Au niveau de l’Europe , les organisations de la société civile de défense et de promotion des droits de l’homme comme la Fédération internationale des ligues des droits de l’homme(Fidh) et Humain Rights Watch(HRW) intensifient le plaidoyer auprès des instances européennes pour le maintient et l’élargissement de ces sanctions.

Au total, 16 personnalités politiques et militaires Congolaises ont été sanctionnées par l’Union européenne il ya deux ans pour leur rôle jouer dans les violations massives des droits de l’homme par la répression sanglante des manifestations publiques et restrictions de l’espace démocratique en Rdc.

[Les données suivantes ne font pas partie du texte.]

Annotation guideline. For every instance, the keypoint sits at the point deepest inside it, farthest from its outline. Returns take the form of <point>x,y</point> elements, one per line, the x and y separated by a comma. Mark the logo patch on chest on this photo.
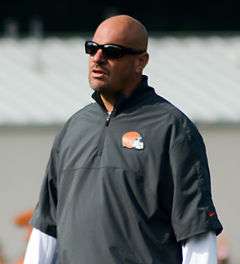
<point>132,140</point>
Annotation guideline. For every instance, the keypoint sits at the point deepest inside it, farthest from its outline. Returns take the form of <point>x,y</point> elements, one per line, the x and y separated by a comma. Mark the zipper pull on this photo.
<point>108,119</point>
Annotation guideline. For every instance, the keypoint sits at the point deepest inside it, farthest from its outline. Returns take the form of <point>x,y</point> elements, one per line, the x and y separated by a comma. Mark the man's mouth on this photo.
<point>98,72</point>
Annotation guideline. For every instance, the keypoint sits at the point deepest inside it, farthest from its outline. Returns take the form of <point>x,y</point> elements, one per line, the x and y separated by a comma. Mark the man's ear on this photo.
<point>142,62</point>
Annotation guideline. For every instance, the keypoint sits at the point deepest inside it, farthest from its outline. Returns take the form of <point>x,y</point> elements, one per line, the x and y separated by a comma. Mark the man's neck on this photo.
<point>109,100</point>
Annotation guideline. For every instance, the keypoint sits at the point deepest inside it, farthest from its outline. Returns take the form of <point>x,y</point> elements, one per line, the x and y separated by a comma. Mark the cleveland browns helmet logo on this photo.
<point>132,139</point>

Parmi ces piliers du régime Kabila figure Emmanuel Ramazani Shadary, candidat du pouvoir à la présidentielle , Évariste Boshab, Lambert Mende, Alex Kande Mupompa, Jean Claude Kazembe, Kalev Mutong, le chef des services de sécurité, le général Delphin Kahimbi de la Demiap, le Général Célestin Kanyama….

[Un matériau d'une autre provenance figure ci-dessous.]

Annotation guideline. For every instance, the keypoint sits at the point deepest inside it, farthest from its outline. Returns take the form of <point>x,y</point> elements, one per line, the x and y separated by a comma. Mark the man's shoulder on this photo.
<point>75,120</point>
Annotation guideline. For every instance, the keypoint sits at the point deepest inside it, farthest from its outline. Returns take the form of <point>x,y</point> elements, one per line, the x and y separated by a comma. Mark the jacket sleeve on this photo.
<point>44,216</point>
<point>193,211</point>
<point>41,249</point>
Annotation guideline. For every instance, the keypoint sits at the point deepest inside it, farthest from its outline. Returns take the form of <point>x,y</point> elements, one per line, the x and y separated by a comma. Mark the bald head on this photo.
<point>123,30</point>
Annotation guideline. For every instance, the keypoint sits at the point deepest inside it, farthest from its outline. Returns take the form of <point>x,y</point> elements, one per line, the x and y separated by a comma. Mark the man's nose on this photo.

À Kinshasa, le ministre des affaires étrangères de la RDC, Léonard She Okitundu menace d’appliquer la réciprocité si l’Union européenne maintient ou élargisse les sanctions ciblées contre certaines personnalités politiques et militaires congolaises.

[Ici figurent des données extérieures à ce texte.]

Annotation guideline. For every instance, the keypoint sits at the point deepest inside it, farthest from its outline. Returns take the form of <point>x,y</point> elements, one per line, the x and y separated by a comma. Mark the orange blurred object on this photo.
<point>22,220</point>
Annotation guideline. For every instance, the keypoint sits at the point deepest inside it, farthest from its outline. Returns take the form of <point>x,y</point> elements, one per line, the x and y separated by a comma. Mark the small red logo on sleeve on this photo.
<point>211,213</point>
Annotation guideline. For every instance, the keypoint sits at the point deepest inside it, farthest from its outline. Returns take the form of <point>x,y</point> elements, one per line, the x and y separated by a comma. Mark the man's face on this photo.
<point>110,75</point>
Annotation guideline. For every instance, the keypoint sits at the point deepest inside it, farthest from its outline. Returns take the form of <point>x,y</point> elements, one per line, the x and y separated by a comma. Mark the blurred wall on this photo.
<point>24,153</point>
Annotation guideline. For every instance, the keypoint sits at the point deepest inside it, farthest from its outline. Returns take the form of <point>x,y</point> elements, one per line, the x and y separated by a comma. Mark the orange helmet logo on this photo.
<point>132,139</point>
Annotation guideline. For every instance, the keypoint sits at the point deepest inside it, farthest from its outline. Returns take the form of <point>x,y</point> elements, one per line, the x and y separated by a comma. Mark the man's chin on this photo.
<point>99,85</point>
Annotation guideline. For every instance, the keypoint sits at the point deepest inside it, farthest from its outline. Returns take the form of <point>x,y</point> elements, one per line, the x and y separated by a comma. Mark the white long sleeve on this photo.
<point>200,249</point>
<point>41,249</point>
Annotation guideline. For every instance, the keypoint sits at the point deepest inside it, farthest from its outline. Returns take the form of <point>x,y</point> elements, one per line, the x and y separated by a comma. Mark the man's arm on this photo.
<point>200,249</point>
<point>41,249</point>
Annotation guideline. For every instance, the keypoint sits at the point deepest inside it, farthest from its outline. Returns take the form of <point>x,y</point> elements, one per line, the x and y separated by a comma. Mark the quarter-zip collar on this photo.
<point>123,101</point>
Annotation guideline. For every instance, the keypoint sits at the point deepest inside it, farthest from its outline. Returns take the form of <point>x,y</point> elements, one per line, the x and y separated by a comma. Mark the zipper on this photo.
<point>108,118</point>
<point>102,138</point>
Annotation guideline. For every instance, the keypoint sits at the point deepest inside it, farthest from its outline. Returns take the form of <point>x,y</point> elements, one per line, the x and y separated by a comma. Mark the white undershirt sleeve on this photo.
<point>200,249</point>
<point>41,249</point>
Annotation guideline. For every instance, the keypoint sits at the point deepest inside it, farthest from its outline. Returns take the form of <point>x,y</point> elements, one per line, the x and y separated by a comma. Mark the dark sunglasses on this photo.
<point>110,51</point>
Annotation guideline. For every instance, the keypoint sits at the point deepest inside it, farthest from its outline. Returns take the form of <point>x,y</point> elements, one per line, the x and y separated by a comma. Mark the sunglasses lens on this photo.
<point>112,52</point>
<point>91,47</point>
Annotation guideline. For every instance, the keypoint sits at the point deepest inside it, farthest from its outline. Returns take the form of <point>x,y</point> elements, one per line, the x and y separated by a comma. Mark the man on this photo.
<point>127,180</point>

Tous les regards sont tournés vers la Belgique où les chefs de la diplomatie de 27 vont se prononcer pour le maintient ou la levée de ces sanctions ciblées. Dernièrement, le prix Nobel de la Paix 2018, le gynécologue Congolais, le Dr Denis Mukwege était au Parlement européen le 29 novembre où il a protesté contre une probable levée des sanctions contre les officiels Congolais.